Solving f(x)=3x^2+7x=5 for m=23 and m=25 using Completing the Square

[clueles]

please help me with this!

f(x)=3x^2+7x=5. find the solution of f(x)==0(mod m) for

m=23
m=25

the only thing i have done so far is completed the square

 

[robert Ihnot]

Completing the square gives (X+7/6)^2=109/36.

Bringing the 36 to the other side gives: (6X+7)^2 =109.

For modulo 23, you should consider quadratic reciprocity. For M=25, the problem is easier.

 

[CRGreathouse]

f(x)=3x^2+7x=5. find the solution of f(x)==0(mod m) for

m=23
m=25

the only thing i have done so far is completed the square

I'll assume you mean $$f(x)=3x^2+7x-5$$ (that is, you're not setting it to a boolean value).

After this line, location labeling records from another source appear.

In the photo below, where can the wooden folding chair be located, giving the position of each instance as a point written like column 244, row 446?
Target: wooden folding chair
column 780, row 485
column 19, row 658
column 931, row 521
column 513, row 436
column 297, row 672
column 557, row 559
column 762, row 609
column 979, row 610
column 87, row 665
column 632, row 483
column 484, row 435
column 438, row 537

I'm not convinced that completing the square is relevant here. A quick use of quadratic reciprocity (don't worry, skip it if you haven't seen it) shows that there are no solutions modulo 23:

$$(6x+7)^2\equiv109\equiv17\pmod{23}$$

$$\left(\frac{17}{23}\right)=\left(\frac{23}{17}\right)=\left(\frac{6}{17}\right)=\left(\frac{2}{17}\right)\left(\frac{3}{17}\right)=\left(\frac{17}{3}\right)=\left(\frac{2}{3}\right)=-1$$

This doesn't mean anything, though, just that the real solution isn't on one of the modular solutions.

Look at it this way: replacing $$x$$ with $$x+1$$ you have $$f(x)=3x^2+6x+1+7x+1-5=(3x^2+7x-5)+(6x+2)$$. By choosing $$x$$ you should be able to cycle through all the congruence classes, since neither 23 nor 25 is divisible by 2 or 6.